キヤノンのミラーレスカメラEOS Kiss Mと一眼レフカメラEOS Kiss X9。どちらも初心者向けによくおすすめされる注目機種です。どちらを買うべきなのか迷っている人向けにカメラ性能の比較や、それぞれのメリット・デメリットなどをまとめます。
神戸ファインダーをご覧いただきありがとうございます。Aki(@Aki_for_fun)です。新発売されるEOS Kiss Mが大注目されています。私もショールームで実際にカメラを使ってみて実に素晴らしいカメラだと感じました。

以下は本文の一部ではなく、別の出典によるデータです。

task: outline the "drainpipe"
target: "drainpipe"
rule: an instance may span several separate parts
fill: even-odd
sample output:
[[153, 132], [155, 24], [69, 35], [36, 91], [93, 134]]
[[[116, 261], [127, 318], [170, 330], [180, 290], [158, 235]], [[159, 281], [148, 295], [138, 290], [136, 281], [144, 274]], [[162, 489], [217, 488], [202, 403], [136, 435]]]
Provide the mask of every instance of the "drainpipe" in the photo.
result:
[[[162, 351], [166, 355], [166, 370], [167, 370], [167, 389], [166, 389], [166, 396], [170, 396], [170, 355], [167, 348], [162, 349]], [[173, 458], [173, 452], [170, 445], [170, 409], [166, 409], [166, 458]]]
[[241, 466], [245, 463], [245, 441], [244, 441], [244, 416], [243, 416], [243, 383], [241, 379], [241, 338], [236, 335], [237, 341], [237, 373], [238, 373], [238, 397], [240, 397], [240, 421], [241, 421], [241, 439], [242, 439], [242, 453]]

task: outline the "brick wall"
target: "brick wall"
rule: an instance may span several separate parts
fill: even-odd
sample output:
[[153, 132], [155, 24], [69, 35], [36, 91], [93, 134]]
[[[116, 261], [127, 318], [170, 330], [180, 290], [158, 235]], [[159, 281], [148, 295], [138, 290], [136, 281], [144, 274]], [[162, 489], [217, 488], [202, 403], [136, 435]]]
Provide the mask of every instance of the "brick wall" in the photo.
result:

一方2017年7月発売のEOS Kiss X9もKissシリーズを代表する人気カメラです。
大人気の両機種なのでこれからカメラを選ぶ際は「どちらを買うべき?」なんて迷っちゃいますよね。それぞれに良さがあるので正解はありませんが、主な特徴をまとめたので参考にしてください。
ちなみに私はEOS Kiss X9を持っていてEOS Kiss Mも買う予定です買いました。こういうカメラ好きなんです^^
基本スペック
センサー・画素数・映像エンジン
カメラの画質を決める主なスペックがセンサーと画素数、そして映像エンジンです。
EOS Kiss MもEOS Kiss X9もセンサーサイズはAPS-Cで、有効画素数は約2400万です。最近の一眼カメラはこのセンサーサイズと画素数がスタンダードになっていて、高画質の映像表現を実現しています。最近はスマホのカメラも高画質ですが、これらセンサーサイズや画素数の面では一眼カメラにまったく及びません。
参考までに私がEOS Kiss X9で撮影した写真を載せておきます。Flickrのアルバムにまとめているのでどんな写真が撮れるのか気になる人はチェックしてみてください。EOS Kiss Mも撮れる写真の画質はあまり変わりません。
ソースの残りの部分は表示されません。